Perubahan Perilaku Panen
Pada saat pemanenan, batang padi yang telah ditebas kemudian ditumpuk. Apabila penumpukannya menggunakan alas, maka kehilangan hasil panen jauh lebih rendah dibandingkan dengan penumpukan tanpa alas. Begitupun pada saat pengangkutan batang padi ke tempat perontokan. Pengangkutan dengan menggunakan alas dapat menekan kehilangan hasil padi. Bulir padi tidak akan tercecer pada saat pengangkutan.
Pada saat panen di musim kemarau, terkadang batang padi yang sudah dikumpulkan tidak segera dirontokan. Beberapa hal yang mungkin terjadi selama proses penundaan antara lain : (1) terjadi kehilangan hasil yang disebabkan oleh gabah yang rontok selama penumpukan atau dimakan binatang, dan (2) terjadi kerusakan gabah karena adanya reaksi enzimatis, sehingga gabah cepat tumbuh berkecambah, terjadinya butir kuning, berjamur atau rusak.
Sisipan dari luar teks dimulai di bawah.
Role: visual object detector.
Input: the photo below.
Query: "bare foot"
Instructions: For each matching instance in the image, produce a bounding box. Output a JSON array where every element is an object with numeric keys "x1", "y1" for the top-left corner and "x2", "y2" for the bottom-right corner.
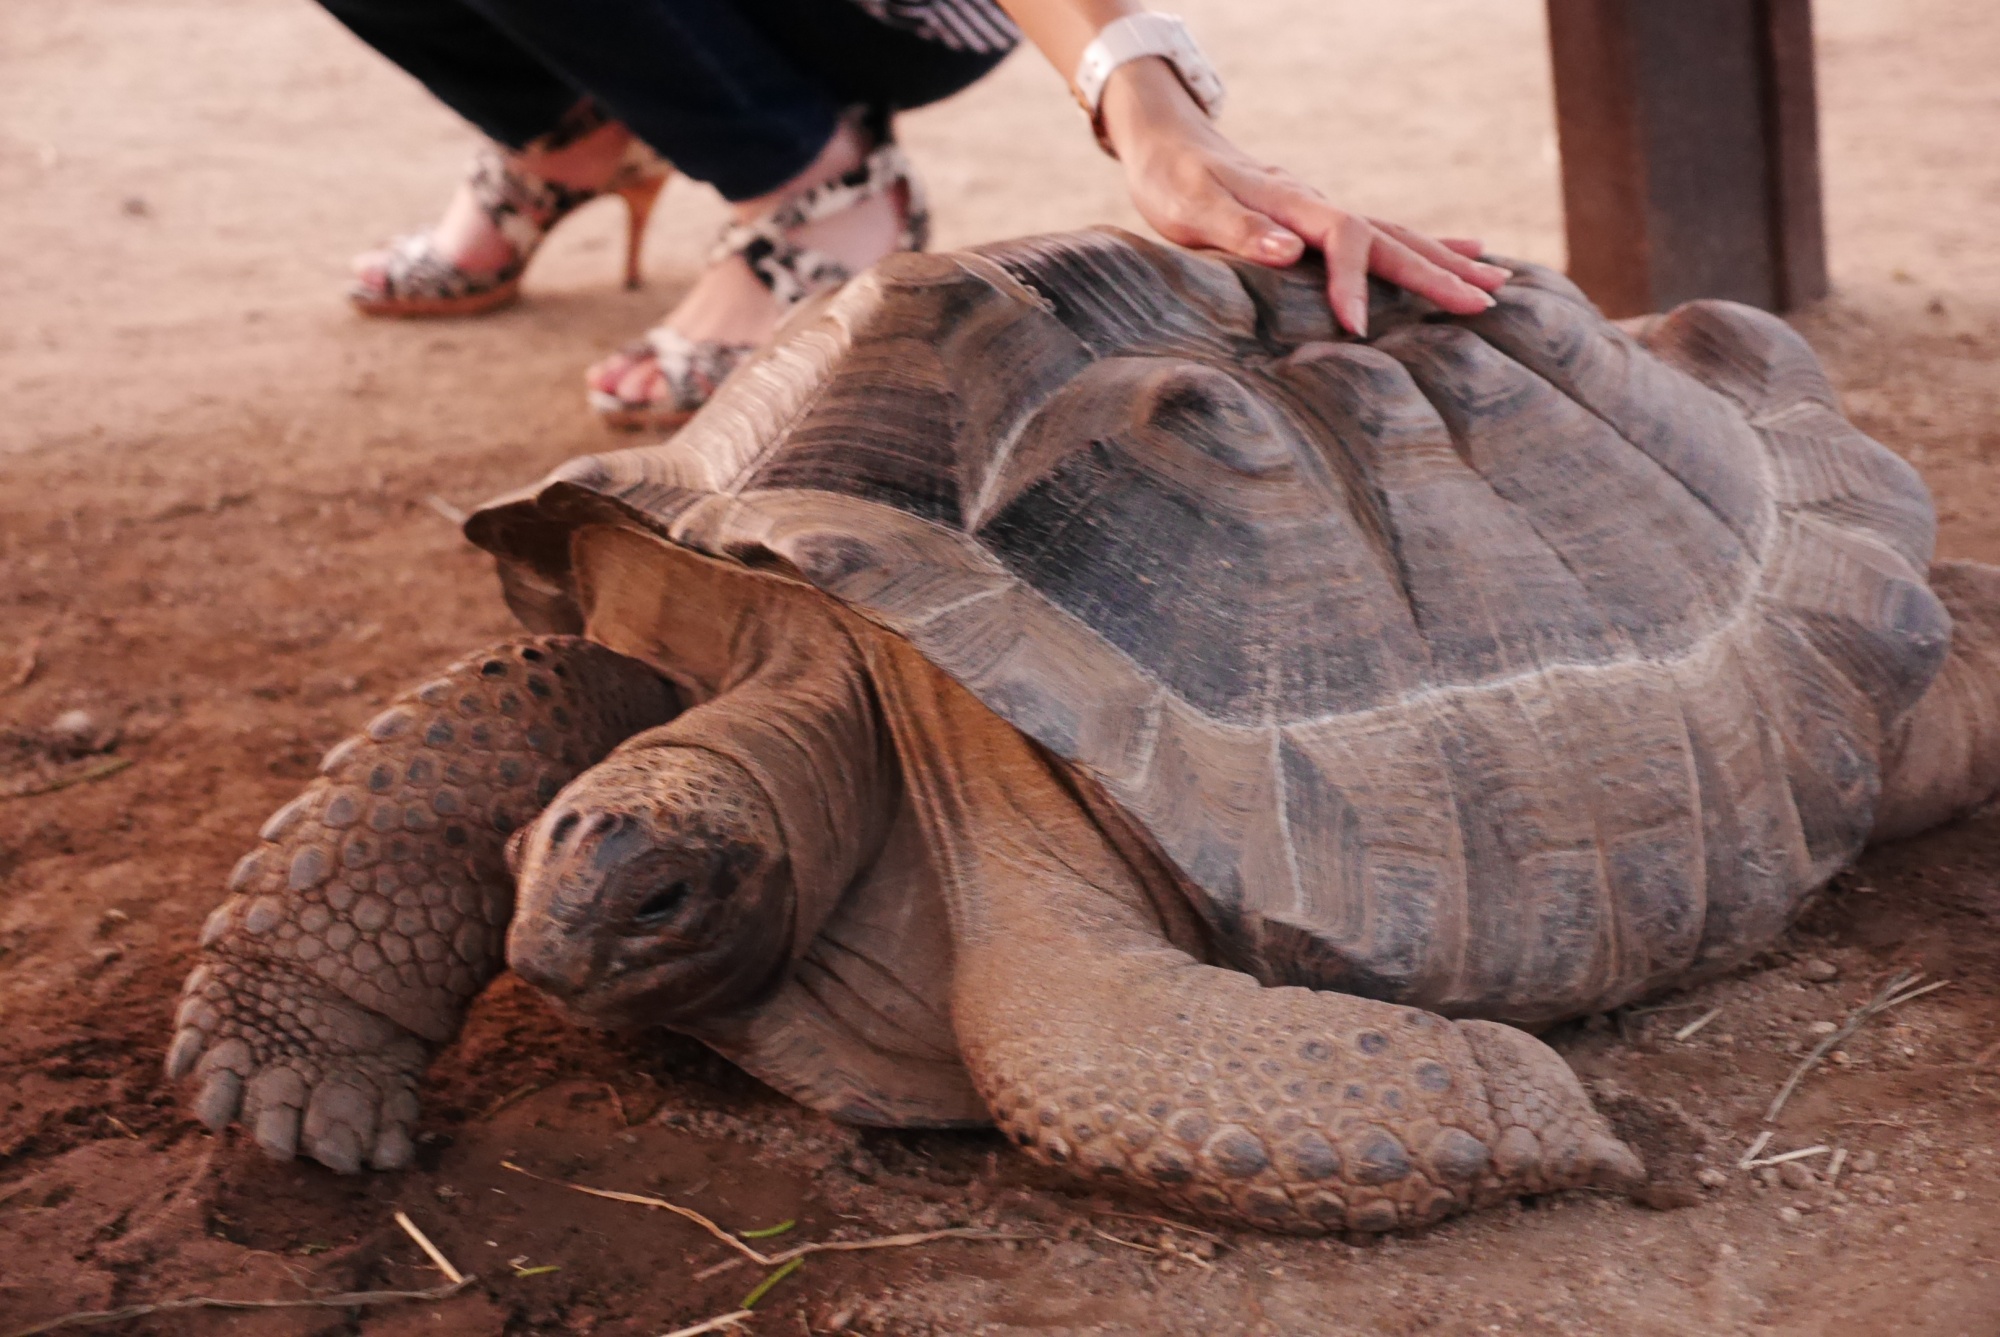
[
  {"x1": 584, "y1": 118, "x2": 907, "y2": 411},
  {"x1": 351, "y1": 118, "x2": 646, "y2": 300}
]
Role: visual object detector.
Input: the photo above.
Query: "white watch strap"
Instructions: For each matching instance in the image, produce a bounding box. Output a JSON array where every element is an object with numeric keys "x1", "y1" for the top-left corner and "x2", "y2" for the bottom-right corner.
[{"x1": 1072, "y1": 13, "x2": 1226, "y2": 155}]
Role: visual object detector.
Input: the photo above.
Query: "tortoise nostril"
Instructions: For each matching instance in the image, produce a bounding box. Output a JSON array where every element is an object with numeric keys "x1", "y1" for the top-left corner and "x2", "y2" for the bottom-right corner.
[{"x1": 547, "y1": 810, "x2": 582, "y2": 846}]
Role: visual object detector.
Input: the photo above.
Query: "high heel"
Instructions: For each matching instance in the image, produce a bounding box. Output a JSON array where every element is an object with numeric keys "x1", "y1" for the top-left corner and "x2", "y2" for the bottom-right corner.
[
  {"x1": 588, "y1": 138, "x2": 927, "y2": 431},
  {"x1": 614, "y1": 175, "x2": 667, "y2": 291},
  {"x1": 350, "y1": 135, "x2": 671, "y2": 319}
]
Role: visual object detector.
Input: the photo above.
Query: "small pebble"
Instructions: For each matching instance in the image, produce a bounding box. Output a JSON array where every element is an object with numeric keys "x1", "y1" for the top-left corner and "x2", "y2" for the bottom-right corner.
[
  {"x1": 1696, "y1": 1167, "x2": 1729, "y2": 1190},
  {"x1": 1853, "y1": 1151, "x2": 1880, "y2": 1173},
  {"x1": 1718, "y1": 1242, "x2": 1738, "y2": 1257},
  {"x1": 1800, "y1": 959, "x2": 1839, "y2": 982},
  {"x1": 1831, "y1": 1050, "x2": 1854, "y2": 1067},
  {"x1": 1777, "y1": 1205, "x2": 1803, "y2": 1224},
  {"x1": 1952, "y1": 1189, "x2": 1968, "y2": 1202},
  {"x1": 1779, "y1": 1161, "x2": 1817, "y2": 1191},
  {"x1": 1808, "y1": 1020, "x2": 1839, "y2": 1036},
  {"x1": 1756, "y1": 1166, "x2": 1780, "y2": 1188},
  {"x1": 48, "y1": 708, "x2": 101, "y2": 752}
]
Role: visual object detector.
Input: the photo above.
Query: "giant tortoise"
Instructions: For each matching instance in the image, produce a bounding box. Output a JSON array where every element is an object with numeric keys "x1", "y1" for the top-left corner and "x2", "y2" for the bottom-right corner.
[{"x1": 168, "y1": 229, "x2": 2000, "y2": 1234}]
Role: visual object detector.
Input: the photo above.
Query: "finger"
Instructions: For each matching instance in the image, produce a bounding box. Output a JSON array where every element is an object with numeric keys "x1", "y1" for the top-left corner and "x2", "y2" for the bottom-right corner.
[
  {"x1": 1212, "y1": 167, "x2": 1373, "y2": 334},
  {"x1": 1368, "y1": 231, "x2": 1498, "y2": 316},
  {"x1": 1438, "y1": 237, "x2": 1487, "y2": 258},
  {"x1": 1157, "y1": 174, "x2": 1306, "y2": 266},
  {"x1": 1324, "y1": 215, "x2": 1375, "y2": 337},
  {"x1": 1373, "y1": 220, "x2": 1512, "y2": 291}
]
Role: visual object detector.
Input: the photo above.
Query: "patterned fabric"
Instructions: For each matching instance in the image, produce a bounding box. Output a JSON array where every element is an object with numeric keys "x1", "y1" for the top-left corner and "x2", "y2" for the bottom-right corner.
[
  {"x1": 843, "y1": 0, "x2": 1020, "y2": 54},
  {"x1": 590, "y1": 139, "x2": 929, "y2": 427},
  {"x1": 710, "y1": 143, "x2": 929, "y2": 306},
  {"x1": 354, "y1": 136, "x2": 664, "y2": 306}
]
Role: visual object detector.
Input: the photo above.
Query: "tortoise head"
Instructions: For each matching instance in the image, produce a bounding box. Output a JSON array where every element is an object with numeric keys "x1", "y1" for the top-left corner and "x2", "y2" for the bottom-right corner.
[{"x1": 505, "y1": 744, "x2": 793, "y2": 1027}]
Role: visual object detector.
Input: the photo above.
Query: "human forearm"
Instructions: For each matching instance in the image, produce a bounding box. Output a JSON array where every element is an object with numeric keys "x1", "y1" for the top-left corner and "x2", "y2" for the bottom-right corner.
[{"x1": 990, "y1": 1, "x2": 1510, "y2": 336}]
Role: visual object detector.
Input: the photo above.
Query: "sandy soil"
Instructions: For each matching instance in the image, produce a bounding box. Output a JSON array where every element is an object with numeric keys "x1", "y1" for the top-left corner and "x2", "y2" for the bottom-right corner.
[{"x1": 4, "y1": 0, "x2": 1999, "y2": 1333}]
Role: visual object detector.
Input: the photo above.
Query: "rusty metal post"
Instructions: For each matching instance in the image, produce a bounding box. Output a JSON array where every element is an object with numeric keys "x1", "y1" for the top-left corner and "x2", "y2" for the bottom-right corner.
[{"x1": 1546, "y1": 0, "x2": 1829, "y2": 316}]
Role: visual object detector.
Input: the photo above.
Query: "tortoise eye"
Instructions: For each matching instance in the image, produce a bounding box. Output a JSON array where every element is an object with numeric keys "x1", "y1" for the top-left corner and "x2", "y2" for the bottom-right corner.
[{"x1": 634, "y1": 881, "x2": 692, "y2": 925}]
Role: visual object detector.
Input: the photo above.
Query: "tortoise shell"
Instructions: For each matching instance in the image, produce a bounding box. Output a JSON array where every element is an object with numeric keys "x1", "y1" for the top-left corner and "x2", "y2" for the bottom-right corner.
[{"x1": 469, "y1": 228, "x2": 1947, "y2": 1025}]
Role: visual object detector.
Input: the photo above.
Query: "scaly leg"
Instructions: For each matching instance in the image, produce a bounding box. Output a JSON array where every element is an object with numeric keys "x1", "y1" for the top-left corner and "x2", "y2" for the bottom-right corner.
[
  {"x1": 873, "y1": 637, "x2": 1642, "y2": 1233},
  {"x1": 167, "y1": 637, "x2": 675, "y2": 1171},
  {"x1": 1874, "y1": 561, "x2": 2000, "y2": 843}
]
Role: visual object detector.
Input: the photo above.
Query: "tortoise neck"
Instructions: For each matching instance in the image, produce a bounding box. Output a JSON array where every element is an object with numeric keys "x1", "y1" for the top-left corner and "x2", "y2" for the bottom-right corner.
[{"x1": 654, "y1": 617, "x2": 897, "y2": 956}]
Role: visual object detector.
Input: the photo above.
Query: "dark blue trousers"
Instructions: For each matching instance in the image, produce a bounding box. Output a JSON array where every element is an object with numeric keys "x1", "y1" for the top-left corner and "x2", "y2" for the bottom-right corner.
[{"x1": 317, "y1": 0, "x2": 1006, "y2": 199}]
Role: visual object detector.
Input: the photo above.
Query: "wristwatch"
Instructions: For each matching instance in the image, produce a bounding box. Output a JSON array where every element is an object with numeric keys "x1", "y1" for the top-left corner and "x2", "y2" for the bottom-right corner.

Semakin lama proses penundaan tersebut, maka kehilangan hasil akan semakin besar. Oleh karena itu apabila terpaksa harus dilakukan penundaan, maka disarankan agar padi ditumpuk dengan menggunakan alas. Akan tetapi penundaan tidak boleh lebih dari satu malam dengan tinggi tumpukan padi tidak lebih dari 1 m. Dengan cara penundaan seperti itu dapat menekan kehilangan hasil dan menekan terjadinya butir kuning dan rusak.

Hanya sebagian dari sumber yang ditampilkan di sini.